『ノルウェイの森』の光り輝いていた記憶

村上春樹さんの大ファンで、出版されているものは全部読ませていただいているのですが、『ノルウェイの森』など、何度読み返してもあまり好きじゃないのもあります。
今まで何人もの村上さんの大ファンと言う人に会いましたが、口裏を合わせたように『ノルウェイの森』を好きじゃないのは、本当の村上春樹ファンじゃない、と言われました。本当のファンってなんですか? 
自分的には『羊をめぐる冒険』『ダンス・ダンス・ダンス』『世界の終りとハードボイルド・ワンダーランド』などが好きなのですが、その辺を好きなのは普通の小説ファンで、本当の村上春樹ファンは『ノルウェイの森』がマストなのだそうです。
同じようなことを毎回、申し合わせたように言われるので、少しだけ気になっています。
(ぼむ、男性、57歳、アルバイト)

そうですか。いろんな考え方があるんですね。僕は自分が次に書く小説にしか頭がいかない人間なので、昔書いたもののことはよくわからないんです。読み返すと、いやなところばかりが目につきます。だからまず読み返しません。ただその本を書いていたときの自分の記憶だけが残っています。
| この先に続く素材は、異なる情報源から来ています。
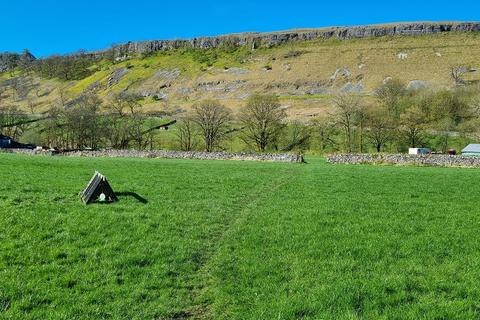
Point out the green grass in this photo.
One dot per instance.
(238, 240)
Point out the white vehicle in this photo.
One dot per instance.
(419, 151)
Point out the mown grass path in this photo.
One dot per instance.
(238, 240)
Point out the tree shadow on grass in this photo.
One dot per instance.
(135, 195)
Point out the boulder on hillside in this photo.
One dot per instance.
(417, 85)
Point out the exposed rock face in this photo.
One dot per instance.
(417, 85)
(11, 60)
(256, 40)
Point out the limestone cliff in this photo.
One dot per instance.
(275, 38)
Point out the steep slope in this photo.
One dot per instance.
(304, 73)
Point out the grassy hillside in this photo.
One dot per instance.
(301, 73)
(237, 240)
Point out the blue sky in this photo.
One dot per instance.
(50, 27)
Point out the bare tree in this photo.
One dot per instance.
(185, 133)
(298, 137)
(262, 120)
(82, 121)
(324, 129)
(126, 121)
(12, 121)
(413, 122)
(457, 73)
(390, 94)
(380, 128)
(212, 118)
(347, 106)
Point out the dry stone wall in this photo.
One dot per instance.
(406, 159)
(166, 154)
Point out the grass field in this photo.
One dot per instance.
(238, 240)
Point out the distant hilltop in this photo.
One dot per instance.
(256, 39)
(270, 39)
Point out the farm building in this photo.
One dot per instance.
(471, 150)
(5, 142)
(8, 143)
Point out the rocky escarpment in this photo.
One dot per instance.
(11, 60)
(275, 38)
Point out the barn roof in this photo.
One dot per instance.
(474, 148)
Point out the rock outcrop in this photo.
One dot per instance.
(11, 60)
(255, 40)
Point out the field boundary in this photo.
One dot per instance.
(166, 154)
(433, 160)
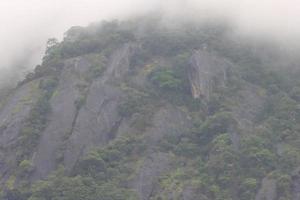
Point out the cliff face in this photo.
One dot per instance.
(114, 115)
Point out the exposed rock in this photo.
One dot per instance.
(167, 121)
(62, 116)
(147, 178)
(12, 116)
(296, 184)
(99, 119)
(206, 72)
(267, 190)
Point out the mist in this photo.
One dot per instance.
(26, 25)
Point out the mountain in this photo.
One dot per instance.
(151, 110)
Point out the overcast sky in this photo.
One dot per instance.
(26, 24)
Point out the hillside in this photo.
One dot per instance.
(141, 110)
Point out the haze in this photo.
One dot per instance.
(26, 25)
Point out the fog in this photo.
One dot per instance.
(26, 25)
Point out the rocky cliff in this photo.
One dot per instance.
(124, 111)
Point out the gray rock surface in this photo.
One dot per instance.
(99, 118)
(154, 165)
(206, 72)
(296, 184)
(12, 117)
(62, 117)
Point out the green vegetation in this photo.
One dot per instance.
(227, 147)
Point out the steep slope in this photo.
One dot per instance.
(139, 110)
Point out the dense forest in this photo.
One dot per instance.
(151, 110)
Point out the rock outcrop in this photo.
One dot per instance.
(206, 73)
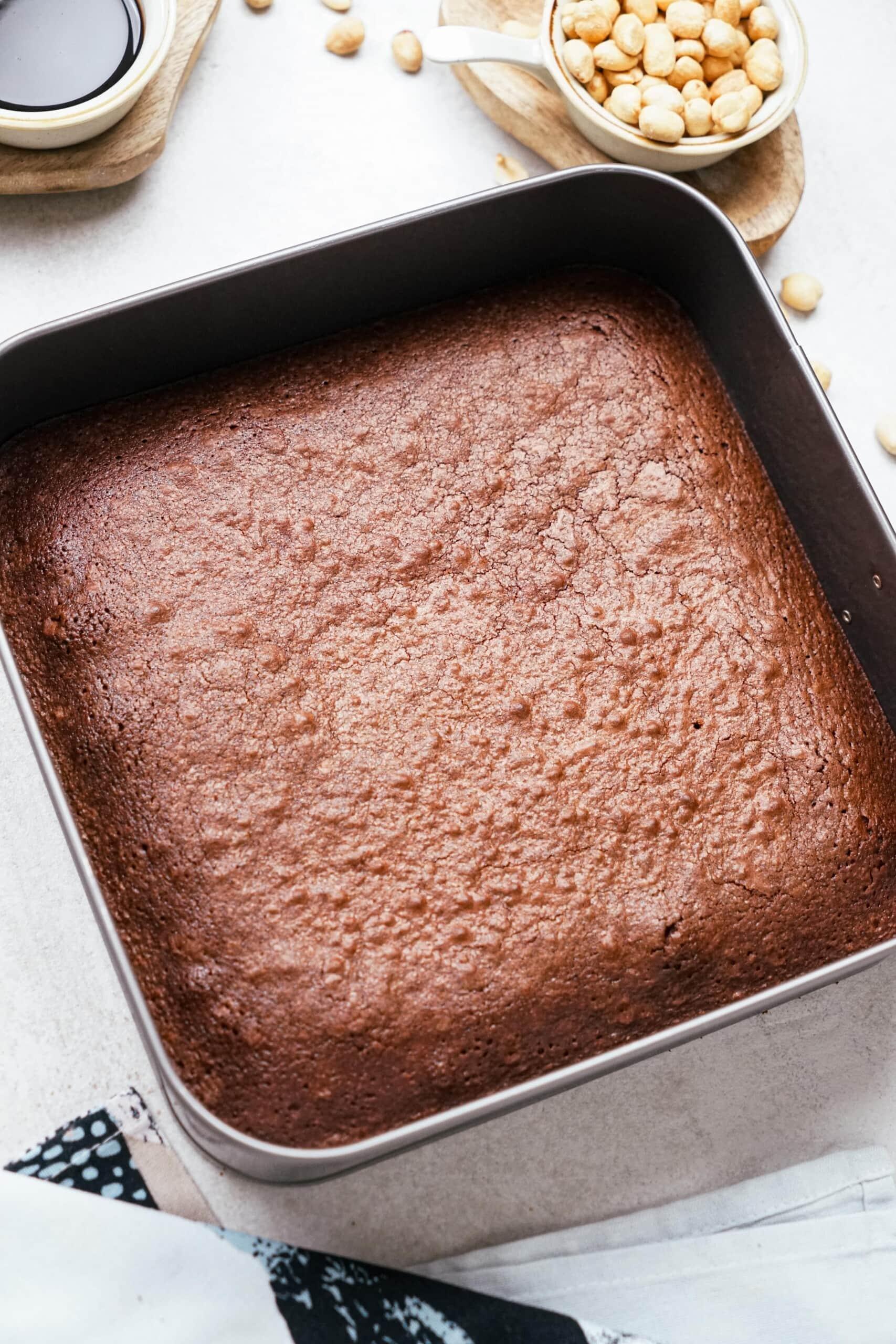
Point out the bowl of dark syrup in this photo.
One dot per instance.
(71, 69)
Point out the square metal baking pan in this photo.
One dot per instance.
(626, 218)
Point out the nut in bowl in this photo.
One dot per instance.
(675, 87)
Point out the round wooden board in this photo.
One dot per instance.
(760, 187)
(124, 151)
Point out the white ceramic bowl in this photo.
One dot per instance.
(85, 120)
(455, 45)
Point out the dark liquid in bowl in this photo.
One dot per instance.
(59, 53)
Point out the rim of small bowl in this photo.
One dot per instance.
(131, 84)
(698, 145)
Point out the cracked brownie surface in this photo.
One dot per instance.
(444, 704)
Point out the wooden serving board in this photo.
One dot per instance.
(758, 187)
(135, 143)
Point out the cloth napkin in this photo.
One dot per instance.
(102, 1270)
(804, 1256)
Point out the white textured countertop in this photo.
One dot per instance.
(275, 143)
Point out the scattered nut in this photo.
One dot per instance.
(507, 169)
(659, 56)
(647, 10)
(520, 30)
(823, 373)
(407, 51)
(698, 118)
(762, 25)
(801, 292)
(731, 113)
(345, 37)
(578, 59)
(664, 96)
(886, 430)
(733, 82)
(661, 124)
(598, 88)
(686, 18)
(763, 65)
(628, 34)
(625, 104)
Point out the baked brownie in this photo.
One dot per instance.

そしてそれは悪くないです。というか、わりに素敵です。中でも『ノルウェイの森』を書いていたときの記憶はいちばん素敵だったですね。僕はあの本のほとんどをローマで書いたのですが、僕の記憶の中ではローマの街は光り輝いています。読み返すつもりはありませんが、そういう輝きはたぶんあの小説の中に反映されているはずだと僕は感じています。もしよかったら、もう一度読み返してみてくれますか? もう二度と戻ってこない光みたいなものが、そこにあるかもしれない。そういう気がします。